Trwa ładowanie...
Notowania
Przejdź na
Małgorzata Samborska
Małgorzata Samborska
|
aktualizacja

Czy popularne markety spożywcze płacą w Polsce podatki? [ANALIZA]

55
Podziel się:

Ministerstwo Finansów opublikowało listę największych podatników CIT za 2023 r. Małgorzata Samborska - ekspertka ds. podatków - w analizie dla money.pl wzięła pod lupę popularne markety spożywcze, często oskarżane o to, że nie płacą w Polsce podatków. Prawda jest jednak nieco inna.

Czy popularne markety spożywcze płacą w Polsce podatki? [ANALIZA]
W pierwszej setce największych indywidualnych podatników znajdują się: Lidl, Dino, Żabka i Kaufland (Adobe Stock, malgo_walko, money.pl)

Pierwsze miejsce pod względem przychodów zajmuje portugalskie Jeronimo Martins, właściciel Biedronki. Na podium znajduje się też Eurocash - jedyna w zestawieniu Podatkowa Grupa Kapitałowa, będąca właścicielem takich sieci jak m.in. Sklep ABC, Delikatesy Centrum, Lewiatan, Euro Sklep Groszek. W czołówce jest także niemiecka sieć Lidl.

Okazuje się, że 10 z nich zapłaciło fiskusowi samego podatku CIT nieco ponad 2 mld zł, osiągając przychody na poziomie 270 mld zł.

Indywidualne dane podatników zawierają zestawienia przychodów, kosztów i dochodów lub strat, wyliczonych według zasad podatkowych wynikających z ustawy o CIT, a nie według standardów rachunkowości. Stąd też prezentowane dane mogą różnić się od danych wykazanych w sprawozdaniach finansowych podmiotów.

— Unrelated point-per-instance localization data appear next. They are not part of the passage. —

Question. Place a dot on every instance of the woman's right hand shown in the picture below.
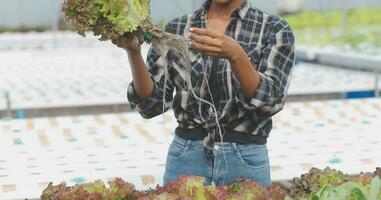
(130, 43)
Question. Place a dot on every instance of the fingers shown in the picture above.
(206, 32)
(204, 40)
(210, 50)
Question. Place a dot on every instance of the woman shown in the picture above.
(241, 60)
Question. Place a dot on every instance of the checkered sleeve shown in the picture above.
(278, 59)
(153, 106)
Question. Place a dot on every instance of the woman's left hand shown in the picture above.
(213, 43)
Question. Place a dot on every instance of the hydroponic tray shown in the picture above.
(341, 134)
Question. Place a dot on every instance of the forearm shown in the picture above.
(246, 74)
(141, 78)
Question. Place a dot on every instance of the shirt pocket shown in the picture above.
(254, 52)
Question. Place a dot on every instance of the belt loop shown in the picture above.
(235, 147)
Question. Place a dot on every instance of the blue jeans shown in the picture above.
(186, 157)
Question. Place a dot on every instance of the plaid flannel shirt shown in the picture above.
(269, 44)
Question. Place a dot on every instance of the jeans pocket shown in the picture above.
(253, 156)
(178, 148)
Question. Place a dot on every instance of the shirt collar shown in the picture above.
(241, 10)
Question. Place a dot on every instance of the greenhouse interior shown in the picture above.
(69, 131)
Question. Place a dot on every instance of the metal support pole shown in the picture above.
(377, 82)
(8, 102)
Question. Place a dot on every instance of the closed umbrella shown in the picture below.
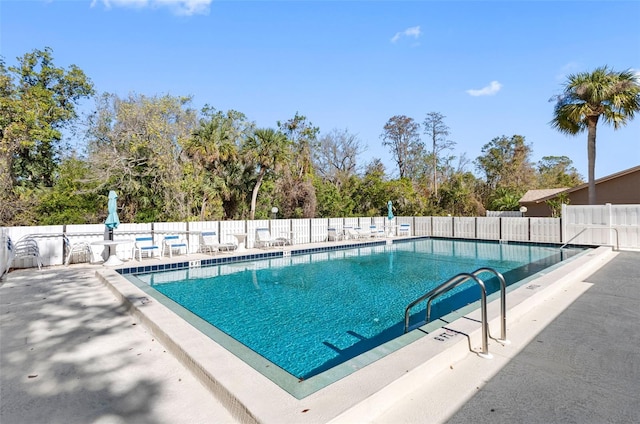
(112, 219)
(389, 217)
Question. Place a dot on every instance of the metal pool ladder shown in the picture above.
(456, 281)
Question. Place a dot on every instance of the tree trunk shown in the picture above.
(254, 194)
(591, 157)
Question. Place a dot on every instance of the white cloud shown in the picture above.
(409, 32)
(179, 7)
(489, 90)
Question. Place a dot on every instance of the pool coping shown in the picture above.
(252, 397)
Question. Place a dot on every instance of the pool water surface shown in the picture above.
(308, 313)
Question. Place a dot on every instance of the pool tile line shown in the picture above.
(143, 269)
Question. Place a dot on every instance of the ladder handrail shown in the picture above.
(503, 301)
(457, 280)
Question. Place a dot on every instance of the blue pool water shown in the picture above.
(308, 313)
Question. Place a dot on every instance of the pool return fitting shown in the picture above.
(455, 282)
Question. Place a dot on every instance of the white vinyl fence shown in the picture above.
(614, 225)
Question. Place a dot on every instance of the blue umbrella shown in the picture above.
(112, 219)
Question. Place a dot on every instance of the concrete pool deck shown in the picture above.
(72, 351)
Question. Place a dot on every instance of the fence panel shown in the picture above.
(464, 227)
(301, 229)
(442, 226)
(422, 225)
(228, 228)
(488, 228)
(319, 229)
(280, 228)
(50, 244)
(5, 253)
(197, 227)
(515, 229)
(545, 230)
(626, 221)
(587, 224)
(351, 222)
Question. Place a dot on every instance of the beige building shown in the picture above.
(621, 188)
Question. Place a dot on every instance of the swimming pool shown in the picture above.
(310, 312)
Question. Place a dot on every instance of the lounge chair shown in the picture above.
(174, 243)
(81, 249)
(145, 245)
(375, 231)
(209, 243)
(334, 235)
(27, 247)
(264, 239)
(404, 230)
(355, 233)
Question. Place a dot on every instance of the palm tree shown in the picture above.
(614, 96)
(269, 149)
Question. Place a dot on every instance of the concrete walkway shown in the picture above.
(70, 353)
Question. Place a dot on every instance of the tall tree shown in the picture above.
(336, 156)
(401, 135)
(556, 172)
(215, 149)
(614, 96)
(136, 146)
(508, 170)
(268, 149)
(37, 102)
(437, 132)
(506, 163)
(294, 189)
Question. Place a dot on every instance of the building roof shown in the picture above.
(539, 196)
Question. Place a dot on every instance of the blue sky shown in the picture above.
(489, 67)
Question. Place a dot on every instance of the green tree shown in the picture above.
(336, 157)
(73, 199)
(506, 199)
(136, 147)
(401, 135)
(37, 102)
(587, 97)
(506, 164)
(437, 132)
(295, 191)
(220, 176)
(268, 149)
(557, 172)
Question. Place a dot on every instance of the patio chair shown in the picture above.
(27, 247)
(209, 243)
(404, 230)
(79, 250)
(354, 233)
(264, 239)
(174, 243)
(145, 245)
(375, 231)
(334, 235)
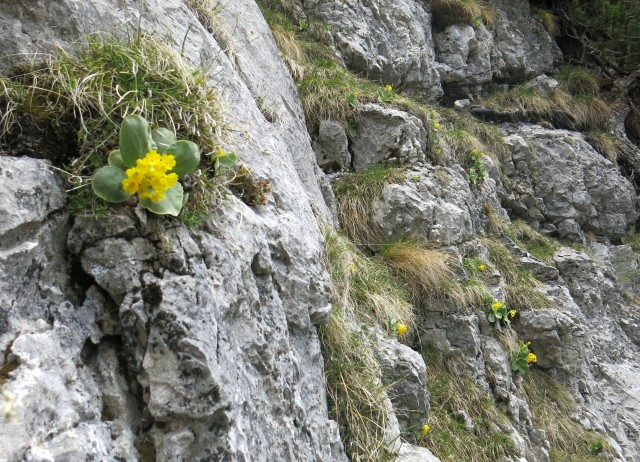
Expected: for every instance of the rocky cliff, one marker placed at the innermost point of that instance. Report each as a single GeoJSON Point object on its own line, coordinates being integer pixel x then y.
{"type": "Point", "coordinates": [130, 336]}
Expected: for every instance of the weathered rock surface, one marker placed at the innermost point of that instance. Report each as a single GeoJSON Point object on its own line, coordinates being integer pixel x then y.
{"type": "Point", "coordinates": [332, 147]}
{"type": "Point", "coordinates": [387, 136]}
{"type": "Point", "coordinates": [384, 40]}
{"type": "Point", "coordinates": [212, 329]}
{"type": "Point", "coordinates": [405, 372]}
{"type": "Point", "coordinates": [556, 176]}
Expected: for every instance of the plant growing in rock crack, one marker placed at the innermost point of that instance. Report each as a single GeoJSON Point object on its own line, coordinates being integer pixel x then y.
{"type": "Point", "coordinates": [149, 164]}
{"type": "Point", "coordinates": [476, 173]}
{"type": "Point", "coordinates": [522, 358]}
{"type": "Point", "coordinates": [385, 95]}
{"type": "Point", "coordinates": [497, 313]}
{"type": "Point", "coordinates": [251, 190]}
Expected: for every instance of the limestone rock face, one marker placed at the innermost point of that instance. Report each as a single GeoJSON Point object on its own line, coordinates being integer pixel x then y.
{"type": "Point", "coordinates": [557, 176]}
{"type": "Point", "coordinates": [514, 47]}
{"type": "Point", "coordinates": [406, 373]}
{"type": "Point", "coordinates": [387, 136]}
{"type": "Point", "coordinates": [387, 41]}
{"type": "Point", "coordinates": [434, 203]}
{"type": "Point", "coordinates": [136, 337]}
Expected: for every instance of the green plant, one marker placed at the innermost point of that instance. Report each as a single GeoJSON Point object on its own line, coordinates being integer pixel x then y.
{"type": "Point", "coordinates": [476, 173]}
{"type": "Point", "coordinates": [449, 437]}
{"type": "Point", "coordinates": [522, 358]}
{"type": "Point", "coordinates": [366, 296]}
{"type": "Point", "coordinates": [552, 407]}
{"type": "Point", "coordinates": [595, 446]}
{"type": "Point", "coordinates": [149, 164]}
{"type": "Point", "coordinates": [88, 93]}
{"type": "Point", "coordinates": [385, 95]}
{"type": "Point", "coordinates": [248, 188]}
{"type": "Point", "coordinates": [498, 314]}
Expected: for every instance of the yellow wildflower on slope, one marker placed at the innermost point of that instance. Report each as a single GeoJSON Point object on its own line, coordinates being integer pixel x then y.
{"type": "Point", "coordinates": [149, 178]}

Dalsza część artykułu pod materiałem wideo

Zobacz także: Grudzień w październiku. To już się dzieje. Wystarczy spojrzeć na półki

Czy sieci płacą wystarczająco dużo podatku?

Warto zacząć od wskazania, że Jeronimo Martins, właściciel Biedronki jest 6. największym podatnikiem CIT za rok 2023, tuż za PGK PKO BP, Pekao, Santander Bankiem, Orlenem i ING Bankiem Śląskim. Na liście indywidualnych podatników jest natomiast na 5. miejscu.

W pierwszej setce największych indywidualnych podatników (pomijając podatkowe grupy kapitałowe) znajdują się ponadto Lidl, Dino, Żabka i Kaufland.

W dodatku sieci handlowe płacą podatek od sprzedaży detalicznej, zwany podatkiem handlowym. Tylko z tytułu tej daniny kasa państwa została zasilona w 2022 r. o dodatkowe 3,3 mld zł, a w 2023 r. wpływy z podatku od sprzedaży detalicznej wyniosły prawie 4 mld zł. Daninę zapłaciło 216 podmiotów, z czego czołowych 10 płatników odprowadziło ok. 77 proc. całości. Liderem w tym zestawieniu jest Jeronimo Martins.

Podatek od sprzedaży detalicznej został wprowadzony od 2021 r. Przewiduje on dwie stawki: 0,8 proc. dla przedsiębiorstw, które osiągają przychody między 17 a 170 mln zł miesięcznie oraz 1,4 proc. dla tych, których dochody przekraczają 170 mln zł w skali miesiąca. Te, które osiągają mniej niż 17 mln zł w miesiącu, są zwolnione z podatku.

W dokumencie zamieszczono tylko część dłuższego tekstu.